An open letter from around a hundred US and European legislators has called for him to step down.
- Tripling renewables -
But Jaber has at the same time received strong endorsements from veteran climate negotiators such as UN Special Envoy John Kerry and UN Climate chief Simon Stiell, formerly a climate minister from Grenada.
Jaber himself rejects the criticisms out-of-hand, pointing to his long experience as a climate negotiator, and his role as head of the government-owned renewable energy company Masdar, which he founded.
"We don't see this as a conflict of interest," he said in the interview with AFP.
"Indeed, it is in our common interest to include someone who comes with a business background," noting that he's the first CEO to ever lead a climate COP.
"It gets me motivated to prove to the world that a person with my track record and credentials can provide a completely different set of value propositions through my experience," he added.
With less than five months to go until COP28 in Dubai, Jaber identified main priorities, including fast-tracking the transition to a net-zero economy and revamping climate finance.
He has also said the UN climate forum should call for tripling global renewable energy capacity to 11,000 gigawatts, doubling energy efficiency, and doubling the production of hydrogen to 180 million tonnes per year, all by 2030.
Last year's climate summit in Egypt saw the creation of a new financial facility for poor countries already ravaged by impacts, but rebuffed attempts to spell out the need to ditch fossil fuels.
- Global stocktake -
That same fault line will run through COP28, pitting the European Union and scores of developing countries against China, India and other emerging giants, along with the United States, the world's largest oil and gas producer.
"We want to stay focused on keeping 1.5 within reach," said Jaber, referring to the Paris Agreement's aspirational goal for capping global warming.

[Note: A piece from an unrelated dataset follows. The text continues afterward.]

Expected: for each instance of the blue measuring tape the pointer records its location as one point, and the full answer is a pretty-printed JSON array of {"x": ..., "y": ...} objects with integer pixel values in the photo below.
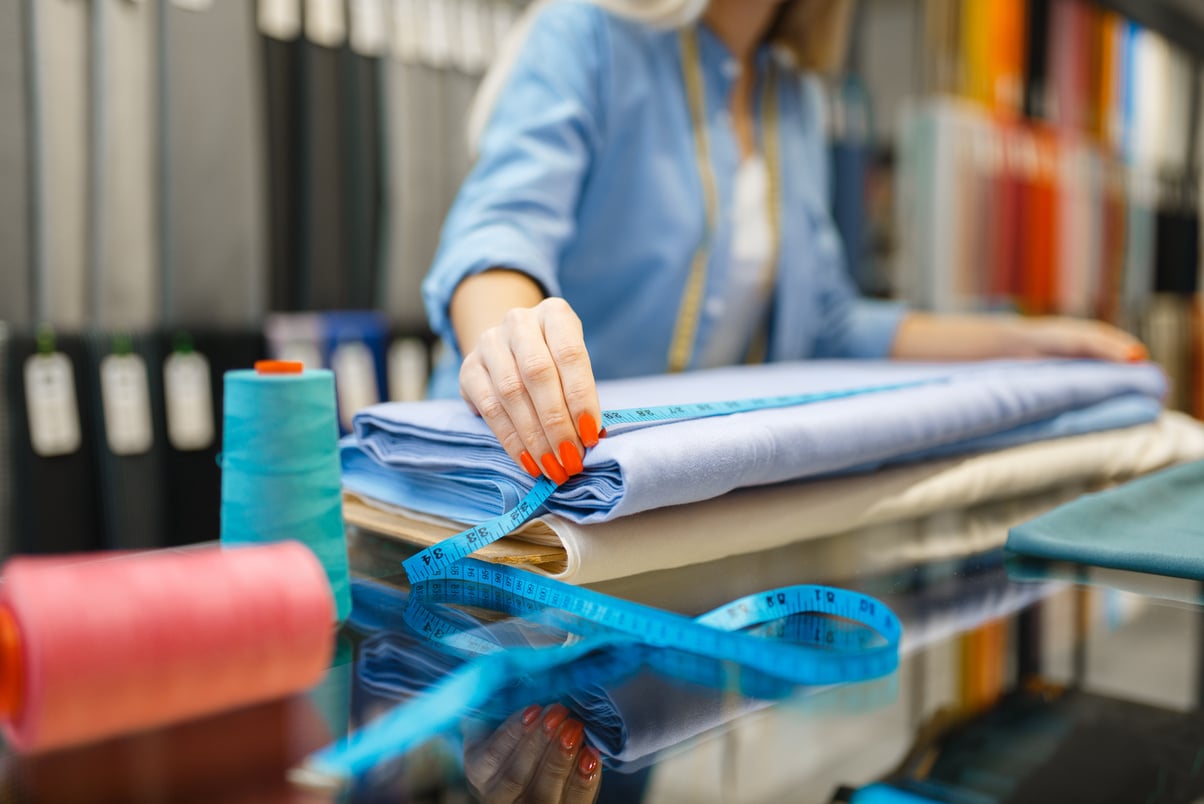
[{"x": 745, "y": 633}]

He said that the private sector and nuclear power would both have key roles to play.
"I have no doubt that we will be able to deliver a concrete outcome... supported by (the) private sector and private capital", he said.
"Nuclear power is a secure, sustainable, low carbon baseload source of power," he continued. "In my view, it can provide a very robust bridge in this transition."
COP28 -- expecting 70,000 participants, double the largest COP to date -- will see the first "global stocktake" of progress towards the Paris climate treaty's goals.
With countries far off track, Jaber has asked ministers from South Africa and Denmark to pave the way for talks on how to accelerate decarbonisation and put the world on a course consistent with the 1.5 degrees Celsius target.
Also on Thursday, the UAE published their revised national plan for cutting carbon emissions.
Experts at the Climate Action Tracker research NGO have said they will analyse it to see whether it will change their assessment of the country's previous plan as "highly insufficient."